Farewell, Dolce Vita, and Thanks For the Memories
Guest writer Lisa Hopkins has lived in the Heights area for almost 10 years, and in Houston for almost 20. She says some of her favorite things about the city are its incredible food, restaurants and bars, and she’s proud to support local neighborhood spots and independent journalism. When she’s not following all of the latest food news, she works in digital marketing at Stacey E. Burke, PC.
It’s the end of an era: Dolce Vita has closed after 14 years. I still remember my first time dining in the old yellow house, introduced to the restaurant by a couple of college friends. We were in our early 20s, and felt like we were at the height of sophistication ordering our Black Truffle Egg Toasts and Blood Orange Spritzers. As the years passed, it became a go-to spot for drinks with the girls, special occasions or just a fun night out.
Our ordering grew bolder over the years, and ultimately, we tried just about everything on the menu. Seated at the tightly packed tables, on many occasions I found myself guiding new diners through the menu — a bit hard to peruse for first-timers – and making recommendations on what they should order. Sometimes they listened, sometimes they didn’t. It didn’t matter, because they were in for a delightful meal no matter what they selected.
Chef and owner Marco Wiles makes one last pizza at Dolce Vita.
My closest friends and I slowly settled into a routine, ordering our favorite “usuals” and only perusing the menu to see the day’s specials. The rest of the menu we knew by heart. The tangy shaved brussels sprouts, with that acidic vinegar dressing punching against the salty Parmesan cheese. The mushrooms with mint and ricotta rosa, always eaten slathered over warm pizza bread. The balls of creamy goat cheese and pumpkin filling, emerging piping-hot out of the deep fryer.
Then it was onward to the main course, which always — always — included a Taleggio pizza. Those long, interminable moments between the pizzas hitting the table and our server coming over to slice them for us were filled with the heady aroma of truffle oil. Each bite, filled with peppery arugula and gooey cheese, contrasted with a crisp and sweet warm pear slice on top. I’ve often said over the years that if I could only have one food for the rest of my life, it would be this pizza. I’m not sure that will ever change.

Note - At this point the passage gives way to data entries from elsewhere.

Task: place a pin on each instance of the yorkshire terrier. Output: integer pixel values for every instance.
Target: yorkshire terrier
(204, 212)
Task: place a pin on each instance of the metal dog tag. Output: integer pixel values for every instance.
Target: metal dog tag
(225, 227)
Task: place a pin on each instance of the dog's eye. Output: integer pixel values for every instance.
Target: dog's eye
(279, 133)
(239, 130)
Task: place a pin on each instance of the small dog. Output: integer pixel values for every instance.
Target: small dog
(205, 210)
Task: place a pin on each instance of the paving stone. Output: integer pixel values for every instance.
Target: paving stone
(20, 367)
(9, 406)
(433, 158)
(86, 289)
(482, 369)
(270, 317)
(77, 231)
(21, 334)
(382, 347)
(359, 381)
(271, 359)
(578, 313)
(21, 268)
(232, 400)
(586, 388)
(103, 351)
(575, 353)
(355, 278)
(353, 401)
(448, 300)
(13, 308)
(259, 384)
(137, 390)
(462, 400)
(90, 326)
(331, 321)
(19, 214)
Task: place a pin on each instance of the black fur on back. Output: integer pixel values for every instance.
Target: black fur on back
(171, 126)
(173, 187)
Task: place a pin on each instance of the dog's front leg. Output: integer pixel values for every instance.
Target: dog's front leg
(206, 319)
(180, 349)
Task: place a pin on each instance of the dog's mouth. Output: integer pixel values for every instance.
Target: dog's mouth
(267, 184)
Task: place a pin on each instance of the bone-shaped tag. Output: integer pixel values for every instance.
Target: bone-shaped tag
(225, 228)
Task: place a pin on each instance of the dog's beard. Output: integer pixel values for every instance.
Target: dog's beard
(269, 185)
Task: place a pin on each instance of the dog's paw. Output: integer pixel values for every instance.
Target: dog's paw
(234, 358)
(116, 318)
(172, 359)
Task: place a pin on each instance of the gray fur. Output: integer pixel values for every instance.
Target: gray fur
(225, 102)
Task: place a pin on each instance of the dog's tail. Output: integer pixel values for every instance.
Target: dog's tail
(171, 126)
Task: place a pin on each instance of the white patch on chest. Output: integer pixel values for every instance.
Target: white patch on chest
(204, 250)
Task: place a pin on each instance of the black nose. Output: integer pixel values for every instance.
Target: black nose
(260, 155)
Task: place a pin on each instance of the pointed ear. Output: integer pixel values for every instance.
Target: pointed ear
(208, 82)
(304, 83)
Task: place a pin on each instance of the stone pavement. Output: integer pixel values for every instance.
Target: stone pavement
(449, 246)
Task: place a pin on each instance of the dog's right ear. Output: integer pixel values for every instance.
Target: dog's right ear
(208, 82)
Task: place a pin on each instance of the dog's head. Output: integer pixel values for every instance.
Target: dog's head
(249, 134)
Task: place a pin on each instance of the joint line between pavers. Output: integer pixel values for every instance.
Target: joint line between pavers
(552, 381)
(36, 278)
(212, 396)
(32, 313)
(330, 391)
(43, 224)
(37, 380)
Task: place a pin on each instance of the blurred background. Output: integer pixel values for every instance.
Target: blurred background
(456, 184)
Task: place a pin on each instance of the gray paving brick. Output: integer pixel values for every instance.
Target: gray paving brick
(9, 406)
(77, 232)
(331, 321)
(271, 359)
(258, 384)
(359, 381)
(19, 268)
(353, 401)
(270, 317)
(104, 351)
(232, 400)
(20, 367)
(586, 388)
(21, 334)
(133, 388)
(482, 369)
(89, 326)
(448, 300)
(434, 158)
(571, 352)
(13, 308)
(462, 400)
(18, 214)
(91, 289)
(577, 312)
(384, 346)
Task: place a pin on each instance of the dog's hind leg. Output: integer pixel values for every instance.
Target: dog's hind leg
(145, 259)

Of course, every pizza on the menu was special, from the paper-thin eggplant on the Melanzane to the crispy-edged cubes of butternut squash on the Zucca, to the utter perfection that was the classic margherita. It didn’t really matter which pizza you ordered, because each was all delicious in its own right.
And the crust! The crust was always the perfect mix of chewy and crispy; a sublime canvas for the toppings.
Let’s not forget the pastas. While I know many in Houston religiously ordered the Maccheroni, loaded with bright green peas and prosciutto, I was devoted to the Bucatini all’ Amatriciana. The dish was just the right amount of spicy, with the bright red sauce clinging to the substantial freshly made pasta noodles.
It wasn’t just the food that made this place special. It was also the relationships I developed. I made friends with the managers, who always introduced me to their successors when they moved on. I had favorite waiters who made sure I was seated in their sections, and befriended bartenders who spotted me from across the crowded waiting area and had my blood orange martini ready and waiting by the time I wormed my way through the Friday night crowd to reach the bar.
As time lapsed, I think the only employee with a longer tenure than me was the gentleman in charge of the valet. He always recognized me, called me “princess” in the most endearing way, gave me a big smile and a hug, and never handed me a claim ticket. He obviously learned which car was mine. He was there from my first visit to my last, and blew me a kiss as I drove off with my final Taleggio pizza.
Countless milestones were observed at Dolce Vita over the past decade, including the majority of my birthdays. Whether it was toasting the news of a new engagement, celebrating a new job, or simply enjoying a night out with good friends, every night truly lived up to Dolce Vita’s name: it was a sweet, luxurious life dining there.
I will miss the little yellow house dearly, not just for the delicious and unforgettable food, but also for the memories and friendships I found.